从pandas DataFrame计算pvalue [英] Calculate pvalue from pandas DataFrame
问题描述
我有一个DataFrame统计信息,其中包含一个Multindex和8个样本(此处仅显示两个),每个样本有8个基因。
I have a DataFrame stats with a Multindex and 8 samples (only two shown here) and 8 genes for each sample.
In[13]:stats
Out[13]:
ARG/16S \
count mean std min
sample gene
Arnhem IC 11.0 2.319050e-03 7.396130e-04 1.503150e-03
Int1 11.0 7.243040e+00 6.848327e+00 1.364879e+00
Sul1 11.0 3.968956e-03 9.186019e-04 2.499074e-03
TetB 2.0 1.154748e-01 1.627663e-01 3.816936e-04
TetM 4.0 1.083125e-04 5.185259e-05 5.189226e-05
blaOXA 4.0 4.210963e-06 3.783235e-07 3.843571e-06
ermB 4.0 4.111081e-05 7.894879e-06 3.288865e-05
ermF 4.0 2.335210e-05 4.519758e-06 1.832037e-05
Basel Aph3a 4.0 7.815592e-06 1.757242e-06 5.539389e-06
IC 11.0 5.095161e-03 5.639278e-03 1.302205e-03
Int1 12.0 1.333068e+01 1.872207e+01 4.988048e-02
Sul1 11.0 1.618617e-02 1.988817e-02 2.970397e-03
我正在尝试计算p值(学生t检验),比较它们之间的每个基因。
I'm trying to calculate the p-value (Students t-test) for each of these samples, comparing each of the genes between them.

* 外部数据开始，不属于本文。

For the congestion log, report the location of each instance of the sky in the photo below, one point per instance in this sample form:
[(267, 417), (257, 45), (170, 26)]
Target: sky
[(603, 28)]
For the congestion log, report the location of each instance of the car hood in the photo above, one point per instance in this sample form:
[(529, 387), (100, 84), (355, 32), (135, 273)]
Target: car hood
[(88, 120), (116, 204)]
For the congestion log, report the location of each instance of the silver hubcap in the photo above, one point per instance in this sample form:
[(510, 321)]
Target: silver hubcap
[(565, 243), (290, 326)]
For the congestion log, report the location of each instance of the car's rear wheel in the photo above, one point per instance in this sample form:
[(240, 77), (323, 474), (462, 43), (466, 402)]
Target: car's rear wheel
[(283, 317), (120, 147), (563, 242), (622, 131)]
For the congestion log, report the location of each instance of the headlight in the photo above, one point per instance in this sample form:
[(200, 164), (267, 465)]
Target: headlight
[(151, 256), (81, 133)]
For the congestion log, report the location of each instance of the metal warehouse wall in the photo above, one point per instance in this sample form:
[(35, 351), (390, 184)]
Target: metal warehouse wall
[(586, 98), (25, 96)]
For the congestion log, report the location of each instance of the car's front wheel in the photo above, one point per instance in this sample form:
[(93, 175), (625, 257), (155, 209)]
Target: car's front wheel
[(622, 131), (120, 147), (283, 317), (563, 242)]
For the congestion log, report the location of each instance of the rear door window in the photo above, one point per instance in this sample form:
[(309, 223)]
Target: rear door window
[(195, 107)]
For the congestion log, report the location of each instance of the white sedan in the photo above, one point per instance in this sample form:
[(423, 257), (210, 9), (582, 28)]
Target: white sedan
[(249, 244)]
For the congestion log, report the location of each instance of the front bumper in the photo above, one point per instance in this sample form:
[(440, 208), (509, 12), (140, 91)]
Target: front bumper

我使用了scipy.stats.ttest_ind_from_stats,但我设法
I've used scipy.stats.ttest_ind_from_stats but I managed to get the p-values for the different samples for one gene and only those of the samples neighboring each other.
Experiments = list(values1_16S['sample'].unique())
for exp in Experiments:
if Experiments.index(exp)<len(Experiments)-1:
second = Experiments[Experiments.index(exp)+1]
else:
second = Experiments[0]
tstat, pvalue = scipy.stats.ttest_ind_from_stats(stats.loc[(exp,'Sul1')]['ARG/16S','mean'],
stats.loc[(exp,'Sul1')]['ARG/16S','std'],
stats.loc[(exp,'Sul1')]['ARG/16S','count'],
stats.loc[(second,'Sul1')]['ARG/16S','mean'],
stats.loc[(second,'Sul1')]['ARG/16S','std'],
stats.loc[(second,'Sul1')]['ARG/16S','count'])
d.append({'loc1':exp, 'loc2':second, 'pvalue':pvalue})
stats_Sul1 = pd.DataFrame(d)
stats_Sul1
如何获取所有样本之间的p值?有没有一种方法可以一次对所有基因执行此操作,而不必每个基因一个接一个地运行代码?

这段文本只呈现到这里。